Escalating conflict in West Asia is casting uncertainty over an estimated 56% of India’s goods exports, raising concerns across trade, shipping and manufacturing sectors.
Industry officials say the region serves not only as a major end market for Indian products but also as a critical transit corridor linking India to Europe, Africa and parts of North America. Disruptions to shipping routes, rising insurance premiums and longer transit times are already beginning to strain supply chains.
West Asia accounts for a significant share of India’s outbound shipments in petroleum products, engineering goods, chemicals, textiles, food items and gems and jewellery. Key destinations include the United Arab Emirates, Saudi Arabia, Iraq and Israel, while several Gulf ports function as transshipment hubs for cargo headed to Europe.
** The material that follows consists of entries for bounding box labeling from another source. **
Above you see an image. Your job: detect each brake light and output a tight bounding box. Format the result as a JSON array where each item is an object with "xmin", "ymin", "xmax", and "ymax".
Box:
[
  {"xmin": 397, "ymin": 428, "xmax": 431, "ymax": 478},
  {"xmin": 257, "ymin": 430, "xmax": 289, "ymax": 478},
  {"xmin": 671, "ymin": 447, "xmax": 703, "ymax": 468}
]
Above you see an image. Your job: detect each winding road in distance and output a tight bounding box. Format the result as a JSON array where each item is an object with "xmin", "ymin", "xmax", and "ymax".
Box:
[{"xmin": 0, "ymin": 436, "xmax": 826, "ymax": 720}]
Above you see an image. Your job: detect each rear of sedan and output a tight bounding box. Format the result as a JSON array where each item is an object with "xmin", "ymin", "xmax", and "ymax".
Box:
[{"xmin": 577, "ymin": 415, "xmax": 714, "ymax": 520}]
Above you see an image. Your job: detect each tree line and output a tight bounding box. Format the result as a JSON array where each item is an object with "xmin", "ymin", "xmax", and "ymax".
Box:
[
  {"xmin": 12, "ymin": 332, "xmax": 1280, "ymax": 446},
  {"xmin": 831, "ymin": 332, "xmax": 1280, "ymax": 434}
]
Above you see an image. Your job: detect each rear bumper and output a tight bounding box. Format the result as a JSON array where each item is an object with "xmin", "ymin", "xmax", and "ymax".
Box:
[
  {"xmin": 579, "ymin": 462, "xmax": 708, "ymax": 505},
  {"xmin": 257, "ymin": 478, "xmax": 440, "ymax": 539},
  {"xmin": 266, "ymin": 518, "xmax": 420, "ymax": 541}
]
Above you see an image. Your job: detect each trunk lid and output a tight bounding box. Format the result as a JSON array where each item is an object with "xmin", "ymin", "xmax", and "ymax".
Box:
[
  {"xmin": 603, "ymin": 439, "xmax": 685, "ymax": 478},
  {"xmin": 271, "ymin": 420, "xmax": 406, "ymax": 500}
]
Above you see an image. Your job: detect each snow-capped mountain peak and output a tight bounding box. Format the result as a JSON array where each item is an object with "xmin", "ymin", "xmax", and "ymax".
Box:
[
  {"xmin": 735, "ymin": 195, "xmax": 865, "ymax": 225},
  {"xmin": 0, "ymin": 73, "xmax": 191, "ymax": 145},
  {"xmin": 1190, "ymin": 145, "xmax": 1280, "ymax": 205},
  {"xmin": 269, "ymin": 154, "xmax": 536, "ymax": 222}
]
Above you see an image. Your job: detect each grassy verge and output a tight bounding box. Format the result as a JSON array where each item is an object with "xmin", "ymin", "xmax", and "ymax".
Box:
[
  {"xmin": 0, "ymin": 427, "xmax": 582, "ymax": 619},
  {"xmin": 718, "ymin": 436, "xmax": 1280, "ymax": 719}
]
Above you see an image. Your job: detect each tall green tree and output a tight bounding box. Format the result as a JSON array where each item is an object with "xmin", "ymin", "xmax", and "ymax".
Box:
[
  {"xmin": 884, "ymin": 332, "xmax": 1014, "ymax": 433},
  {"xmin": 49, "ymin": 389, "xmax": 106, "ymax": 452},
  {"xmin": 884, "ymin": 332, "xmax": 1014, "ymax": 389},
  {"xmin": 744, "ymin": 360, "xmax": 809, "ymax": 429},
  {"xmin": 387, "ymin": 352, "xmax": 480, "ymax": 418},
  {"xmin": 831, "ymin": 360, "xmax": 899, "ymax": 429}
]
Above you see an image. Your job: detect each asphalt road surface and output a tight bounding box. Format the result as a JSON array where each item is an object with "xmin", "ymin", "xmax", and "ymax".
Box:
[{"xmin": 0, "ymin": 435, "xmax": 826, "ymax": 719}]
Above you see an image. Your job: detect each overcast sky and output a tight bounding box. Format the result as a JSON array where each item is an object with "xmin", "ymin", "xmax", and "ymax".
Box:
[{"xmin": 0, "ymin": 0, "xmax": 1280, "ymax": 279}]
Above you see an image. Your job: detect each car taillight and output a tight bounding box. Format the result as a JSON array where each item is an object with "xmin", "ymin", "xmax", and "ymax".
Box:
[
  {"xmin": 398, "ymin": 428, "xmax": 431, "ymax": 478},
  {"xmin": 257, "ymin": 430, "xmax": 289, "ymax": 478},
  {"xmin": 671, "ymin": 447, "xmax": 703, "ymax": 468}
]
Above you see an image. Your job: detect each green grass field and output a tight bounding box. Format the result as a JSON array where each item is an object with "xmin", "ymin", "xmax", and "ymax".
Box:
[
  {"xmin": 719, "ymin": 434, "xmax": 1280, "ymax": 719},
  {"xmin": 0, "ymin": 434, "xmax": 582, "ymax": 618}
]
Shipping lines have reportedly adjusted sailing schedules to mitigate security risks, with some vessels avoiding sensitive maritime corridors. Freight forwarders note that any prolonged disruption in strategic sea lanes could result in cargo rollovers, container shortages and higher freight rates.
Exporters in sectors such as engineering goods and textiles say order confirmations have slowed as buyers adopt a wait-and-watch approach. Payment cycles could also lengthen if financial channels face additional scrutiny or delays due to geopolitical tensions.
Analysts warn that sustained instability may weigh on India’s trade balance and industrial output, particularly if crude oil prices remain volatile, increasing input costs for domestic manufacturers.
Government agencies are closely monitoring developments and engaging with industry bodies to assess potential support measures. However, exporters say much will depend on how long the conflict persists and whether maritime routes remain operational.
For now, trade stakeholders remain cautious, with many describing the situation as a high-risk phase for India’s export-driven sectors.